Security

Authentication

Currently the only supported authentication mechanism is Kerberos, which is disabled by default. For Kerberos to work a Kerberos KDC is needed, which the users needs to provide. The secret-operator documentation states which kind of Kerberos servers are supported and how they can be configured.

Kerberos is supported starting from HDFS version 3.3.x

1. Prepare Kerberos server

To configure HDFS to use Kerberos you first need to collect information about your Kerberos server, e.g. hostname and port. Additionally you need a service-user, which the secret-operator uses to create create principals for the HDFS services.

2. Create Kerberos SecretClass

Afterwards you need to enter all the needed information into a SecretClass, as described in secret-operator documentation. The following guide assumes you have named your SecretClass kerberos-hdfs.

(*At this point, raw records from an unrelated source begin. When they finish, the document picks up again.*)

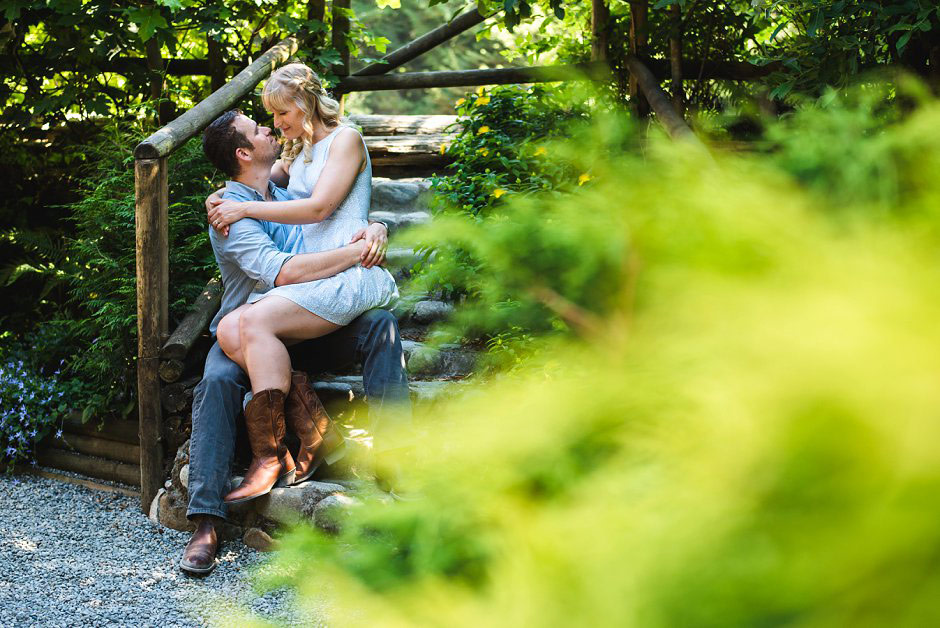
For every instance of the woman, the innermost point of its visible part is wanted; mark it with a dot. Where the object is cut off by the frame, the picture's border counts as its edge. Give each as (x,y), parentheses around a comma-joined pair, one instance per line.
(330,178)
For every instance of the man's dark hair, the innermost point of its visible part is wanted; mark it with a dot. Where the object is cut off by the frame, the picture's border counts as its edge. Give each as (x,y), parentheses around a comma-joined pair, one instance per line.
(220,141)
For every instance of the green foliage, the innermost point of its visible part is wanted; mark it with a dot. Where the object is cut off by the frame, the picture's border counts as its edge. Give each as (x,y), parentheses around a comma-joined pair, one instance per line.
(508,149)
(31,405)
(748,434)
(64,59)
(829,43)
(97,333)
(500,149)
(407,22)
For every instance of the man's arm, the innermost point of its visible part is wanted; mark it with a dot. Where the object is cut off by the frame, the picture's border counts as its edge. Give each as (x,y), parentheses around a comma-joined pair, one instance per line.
(310,266)
(367,244)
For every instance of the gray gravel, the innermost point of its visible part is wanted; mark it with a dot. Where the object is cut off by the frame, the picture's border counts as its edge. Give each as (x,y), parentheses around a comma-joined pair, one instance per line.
(75,556)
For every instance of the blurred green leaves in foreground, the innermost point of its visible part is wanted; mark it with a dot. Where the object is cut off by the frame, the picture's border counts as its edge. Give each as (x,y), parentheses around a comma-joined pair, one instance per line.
(746,432)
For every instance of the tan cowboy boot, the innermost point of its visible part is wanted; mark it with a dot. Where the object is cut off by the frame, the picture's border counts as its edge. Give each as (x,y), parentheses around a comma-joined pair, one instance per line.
(272,463)
(199,555)
(320,441)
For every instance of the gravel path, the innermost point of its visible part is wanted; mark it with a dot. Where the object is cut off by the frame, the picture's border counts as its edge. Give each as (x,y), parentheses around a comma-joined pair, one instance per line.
(75,556)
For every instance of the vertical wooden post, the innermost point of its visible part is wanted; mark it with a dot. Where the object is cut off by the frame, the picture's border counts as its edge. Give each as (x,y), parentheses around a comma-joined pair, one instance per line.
(675,56)
(600,16)
(339,30)
(216,63)
(158,80)
(639,35)
(150,180)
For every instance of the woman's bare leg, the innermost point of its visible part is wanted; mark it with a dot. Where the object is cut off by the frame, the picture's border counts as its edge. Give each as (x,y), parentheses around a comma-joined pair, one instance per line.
(229,336)
(264,328)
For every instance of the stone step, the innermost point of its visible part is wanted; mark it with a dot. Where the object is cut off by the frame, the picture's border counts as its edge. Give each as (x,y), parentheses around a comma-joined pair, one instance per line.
(341,392)
(400,196)
(403,125)
(397,221)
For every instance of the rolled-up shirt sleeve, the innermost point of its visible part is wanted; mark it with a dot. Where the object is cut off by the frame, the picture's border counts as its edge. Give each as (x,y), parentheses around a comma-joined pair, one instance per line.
(252,249)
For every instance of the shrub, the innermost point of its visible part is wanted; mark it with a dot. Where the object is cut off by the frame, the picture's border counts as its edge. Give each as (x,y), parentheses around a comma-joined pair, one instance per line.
(747,435)
(31,405)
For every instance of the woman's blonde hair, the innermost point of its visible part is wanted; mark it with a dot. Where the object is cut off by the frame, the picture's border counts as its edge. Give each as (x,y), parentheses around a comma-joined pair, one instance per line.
(296,84)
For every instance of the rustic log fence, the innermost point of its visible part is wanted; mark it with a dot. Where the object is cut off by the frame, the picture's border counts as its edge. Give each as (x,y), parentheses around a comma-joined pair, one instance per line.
(161,355)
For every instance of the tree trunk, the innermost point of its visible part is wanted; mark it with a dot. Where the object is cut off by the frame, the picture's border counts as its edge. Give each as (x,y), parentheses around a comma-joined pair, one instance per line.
(600,16)
(675,57)
(216,63)
(339,30)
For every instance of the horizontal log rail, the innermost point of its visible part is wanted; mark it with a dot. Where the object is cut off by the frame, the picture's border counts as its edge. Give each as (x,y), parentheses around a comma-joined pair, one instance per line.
(150,182)
(419,46)
(692,69)
(177,132)
(468,78)
(595,70)
(195,322)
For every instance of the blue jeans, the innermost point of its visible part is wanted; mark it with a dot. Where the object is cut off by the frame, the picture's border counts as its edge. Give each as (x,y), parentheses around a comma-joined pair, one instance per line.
(372,339)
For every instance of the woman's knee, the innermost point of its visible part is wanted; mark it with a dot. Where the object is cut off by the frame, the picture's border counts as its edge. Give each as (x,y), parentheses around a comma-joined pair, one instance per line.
(227,333)
(254,324)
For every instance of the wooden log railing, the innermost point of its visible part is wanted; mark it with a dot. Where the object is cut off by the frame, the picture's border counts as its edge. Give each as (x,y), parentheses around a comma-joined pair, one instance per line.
(150,181)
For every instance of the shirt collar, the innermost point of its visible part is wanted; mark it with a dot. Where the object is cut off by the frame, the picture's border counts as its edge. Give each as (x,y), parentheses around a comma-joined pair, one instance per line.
(243,190)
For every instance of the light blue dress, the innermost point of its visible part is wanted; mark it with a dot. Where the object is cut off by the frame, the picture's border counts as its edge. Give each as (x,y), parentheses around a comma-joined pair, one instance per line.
(344,296)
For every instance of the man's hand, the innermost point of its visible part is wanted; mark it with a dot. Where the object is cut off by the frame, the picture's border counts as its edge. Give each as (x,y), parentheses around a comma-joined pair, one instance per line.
(376,244)
(212,201)
(225,213)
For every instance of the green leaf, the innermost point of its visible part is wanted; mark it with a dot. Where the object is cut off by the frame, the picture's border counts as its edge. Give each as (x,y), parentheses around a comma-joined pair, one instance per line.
(148,20)
(902,42)
(815,24)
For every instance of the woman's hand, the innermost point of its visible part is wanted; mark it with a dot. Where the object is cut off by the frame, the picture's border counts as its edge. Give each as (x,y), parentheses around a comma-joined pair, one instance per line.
(225,213)
(376,244)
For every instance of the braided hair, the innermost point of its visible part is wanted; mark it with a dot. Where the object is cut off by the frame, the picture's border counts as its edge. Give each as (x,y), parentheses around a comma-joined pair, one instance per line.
(298,85)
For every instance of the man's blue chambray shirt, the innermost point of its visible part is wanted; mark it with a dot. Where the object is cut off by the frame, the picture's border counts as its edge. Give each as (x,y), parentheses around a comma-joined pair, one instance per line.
(254,250)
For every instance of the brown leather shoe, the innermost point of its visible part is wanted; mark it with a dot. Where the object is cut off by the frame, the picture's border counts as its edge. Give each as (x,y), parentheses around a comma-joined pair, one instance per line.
(272,463)
(199,555)
(320,440)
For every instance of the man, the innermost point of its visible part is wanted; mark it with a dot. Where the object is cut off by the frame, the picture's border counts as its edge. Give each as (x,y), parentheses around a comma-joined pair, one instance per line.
(258,250)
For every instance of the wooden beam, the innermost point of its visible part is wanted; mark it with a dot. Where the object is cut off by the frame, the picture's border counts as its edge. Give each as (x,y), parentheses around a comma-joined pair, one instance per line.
(173,135)
(639,36)
(659,102)
(717,70)
(100,447)
(422,44)
(403,125)
(600,16)
(120,430)
(150,177)
(675,57)
(338,31)
(467,78)
(194,324)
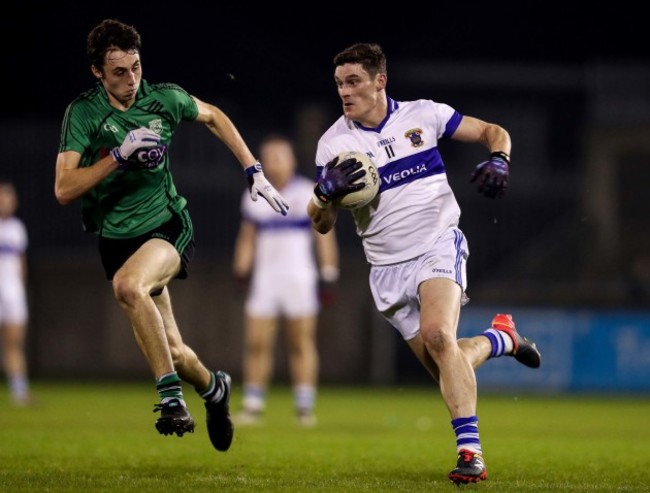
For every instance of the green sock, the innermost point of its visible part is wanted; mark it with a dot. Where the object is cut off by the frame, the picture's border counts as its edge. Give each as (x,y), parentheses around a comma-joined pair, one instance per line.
(169,386)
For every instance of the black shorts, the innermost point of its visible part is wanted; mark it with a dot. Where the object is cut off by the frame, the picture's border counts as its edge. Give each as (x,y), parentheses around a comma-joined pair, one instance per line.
(178,231)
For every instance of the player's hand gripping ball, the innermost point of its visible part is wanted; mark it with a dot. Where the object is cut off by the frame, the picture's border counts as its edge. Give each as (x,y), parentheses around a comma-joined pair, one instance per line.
(350,180)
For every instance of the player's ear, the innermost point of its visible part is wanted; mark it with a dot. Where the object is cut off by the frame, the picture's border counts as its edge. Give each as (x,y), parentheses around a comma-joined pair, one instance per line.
(380,81)
(96,72)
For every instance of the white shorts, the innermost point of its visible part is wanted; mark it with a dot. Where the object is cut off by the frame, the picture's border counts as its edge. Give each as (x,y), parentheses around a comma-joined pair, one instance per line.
(13,303)
(293,297)
(395,287)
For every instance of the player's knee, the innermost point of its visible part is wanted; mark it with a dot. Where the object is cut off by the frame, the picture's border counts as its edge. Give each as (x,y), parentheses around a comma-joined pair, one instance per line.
(126,290)
(438,340)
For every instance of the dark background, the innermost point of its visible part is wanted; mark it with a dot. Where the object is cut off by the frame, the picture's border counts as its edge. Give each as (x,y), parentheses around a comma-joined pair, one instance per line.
(571,84)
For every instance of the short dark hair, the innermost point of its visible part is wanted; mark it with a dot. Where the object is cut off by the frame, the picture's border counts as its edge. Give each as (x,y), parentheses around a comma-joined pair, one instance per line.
(111,34)
(369,55)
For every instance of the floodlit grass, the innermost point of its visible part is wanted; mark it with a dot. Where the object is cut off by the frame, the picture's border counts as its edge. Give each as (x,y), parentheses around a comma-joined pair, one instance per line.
(101,437)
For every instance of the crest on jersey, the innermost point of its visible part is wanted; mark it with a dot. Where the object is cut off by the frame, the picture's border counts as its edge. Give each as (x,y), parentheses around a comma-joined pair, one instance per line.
(156,125)
(415,136)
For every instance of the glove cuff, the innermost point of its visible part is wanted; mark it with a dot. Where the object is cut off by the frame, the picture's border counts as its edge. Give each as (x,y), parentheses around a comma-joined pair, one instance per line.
(117,155)
(253,168)
(329,273)
(501,155)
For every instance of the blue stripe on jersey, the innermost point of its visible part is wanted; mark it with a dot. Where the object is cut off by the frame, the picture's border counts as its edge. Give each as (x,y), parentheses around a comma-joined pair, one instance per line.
(452,124)
(411,168)
(458,240)
(274,224)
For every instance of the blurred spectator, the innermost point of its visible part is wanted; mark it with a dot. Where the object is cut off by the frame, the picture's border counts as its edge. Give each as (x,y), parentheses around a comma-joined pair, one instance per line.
(13,299)
(284,260)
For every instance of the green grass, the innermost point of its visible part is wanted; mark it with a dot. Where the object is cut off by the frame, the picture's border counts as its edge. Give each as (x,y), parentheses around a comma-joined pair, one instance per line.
(101,437)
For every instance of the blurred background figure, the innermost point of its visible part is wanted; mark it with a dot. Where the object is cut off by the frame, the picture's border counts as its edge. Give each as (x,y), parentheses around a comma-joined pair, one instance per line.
(13,299)
(283,265)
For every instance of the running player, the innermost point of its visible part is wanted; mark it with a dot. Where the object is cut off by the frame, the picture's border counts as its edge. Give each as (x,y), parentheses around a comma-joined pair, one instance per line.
(113,156)
(284,259)
(410,231)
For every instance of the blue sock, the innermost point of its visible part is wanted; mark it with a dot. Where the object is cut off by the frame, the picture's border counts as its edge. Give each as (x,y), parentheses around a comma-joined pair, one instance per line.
(466,430)
(501,342)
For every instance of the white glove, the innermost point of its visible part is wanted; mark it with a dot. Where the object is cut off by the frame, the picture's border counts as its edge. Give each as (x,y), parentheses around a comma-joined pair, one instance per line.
(136,140)
(259,185)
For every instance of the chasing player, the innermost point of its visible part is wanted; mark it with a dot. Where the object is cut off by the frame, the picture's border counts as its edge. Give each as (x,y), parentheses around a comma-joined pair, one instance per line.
(113,156)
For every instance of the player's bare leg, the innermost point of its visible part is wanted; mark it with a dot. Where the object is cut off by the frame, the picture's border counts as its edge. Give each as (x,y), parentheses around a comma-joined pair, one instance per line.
(440,309)
(213,387)
(304,364)
(149,269)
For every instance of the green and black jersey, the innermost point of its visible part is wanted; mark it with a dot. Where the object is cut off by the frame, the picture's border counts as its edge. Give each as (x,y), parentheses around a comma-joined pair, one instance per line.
(126,203)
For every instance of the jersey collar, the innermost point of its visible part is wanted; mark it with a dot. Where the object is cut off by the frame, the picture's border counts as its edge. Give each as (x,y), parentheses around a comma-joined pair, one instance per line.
(392,106)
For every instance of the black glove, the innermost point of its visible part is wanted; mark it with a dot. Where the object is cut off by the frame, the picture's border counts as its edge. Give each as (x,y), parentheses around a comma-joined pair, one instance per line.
(336,181)
(492,175)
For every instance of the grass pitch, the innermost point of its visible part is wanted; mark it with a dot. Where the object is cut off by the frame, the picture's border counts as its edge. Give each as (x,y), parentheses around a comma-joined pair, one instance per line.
(100,437)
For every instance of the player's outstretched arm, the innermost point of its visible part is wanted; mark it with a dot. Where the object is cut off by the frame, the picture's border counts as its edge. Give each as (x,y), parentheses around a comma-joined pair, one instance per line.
(491,176)
(220,125)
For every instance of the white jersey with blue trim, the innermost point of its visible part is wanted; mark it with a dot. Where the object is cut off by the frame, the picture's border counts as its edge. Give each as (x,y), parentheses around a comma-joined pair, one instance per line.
(284,244)
(415,204)
(13,244)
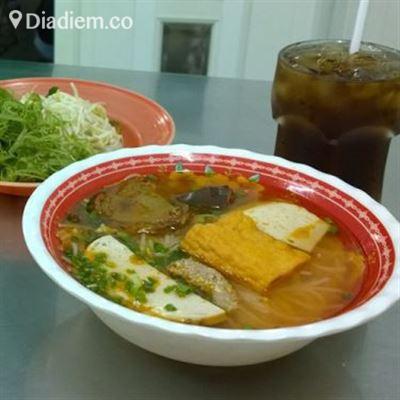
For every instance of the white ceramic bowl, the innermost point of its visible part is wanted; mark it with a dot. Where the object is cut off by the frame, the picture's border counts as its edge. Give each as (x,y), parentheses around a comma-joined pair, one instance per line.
(375,227)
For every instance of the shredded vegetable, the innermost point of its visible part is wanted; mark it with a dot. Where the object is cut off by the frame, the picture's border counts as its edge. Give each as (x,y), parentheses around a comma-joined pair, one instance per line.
(40,135)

3. Configure HDFS to use SecretClass

The last step is to configure your HdfsCluster to use the newly created SecretClass.

spec:
  clusterConfig:
    authentication:
      tlsSecretClass: tls # Optional, defaults to "tls"
      kerberos:
        secretClass: kerberos-hdfs # Put your SecretClass name in here

The kerberos.secretClass is used to give HDFS the possibility to request keytabs from the secret-operator.

The tlsSecretClass is needed to request TLS certificates, used e.g. for the Web UIs.

4. Verify that Kerberos is used

Use stackablectl services list --all-namespaces to get the endpoints where the HDFS namenodes are reachable. Open the link (note that the namenode is now using https). You should see a Web UI similar to the following:

hdfs webui kerberos

The important part is

Security is on.

You can also shell into the namenode and try to access the file system: kubectl exec -it hdfs-namenode-default-0 -c namenode — bash -c 'kdestroy && bin/hdfs dfs -ls /'

You should get the error message org.apache.hadoop.security.AccessControlException: Client cannot authenticate via:[TOKEN, KERBEROS].

5. Access HDFS

In case you want to access your HDFS it is recommended to start up a client Pod that connects to HDFS, rather than shelling into the namenode. We have an integration test for this exact purpose, where you can see how to connect and get a valid keytab.

Authorization

We currently don’t support authorization yet. In the future support will be added by writing an opa-authorizer to match our general OPA authorization mechanisms.

In the meantime a very basic level of authorization can be reached by using configOverrides to set the hadoop.user.group.static.mapping.overrides property. In thew following example the dr.who=;nn=;nm=;jn=; part is needed for HDFS internal operations and the user testuser is granted admin permissions.

spec:
  nameNodes:
    configOverrides: &configOverrides
      core-site.xml:
        hadoop.user.group.static.mapping.overrides: "dr.who=;nn=;nm=;jn=;testuser=supergroup;"
  dataNodes:
    configOverrides: *configOverrides
  journalNodes:
    configOverrides: *configOverrides

Wire encryption

In case kerberos is enabled, Privacy mode is used for best security. Wire encryption without kerberos as well as other wire encryption modes are not supported.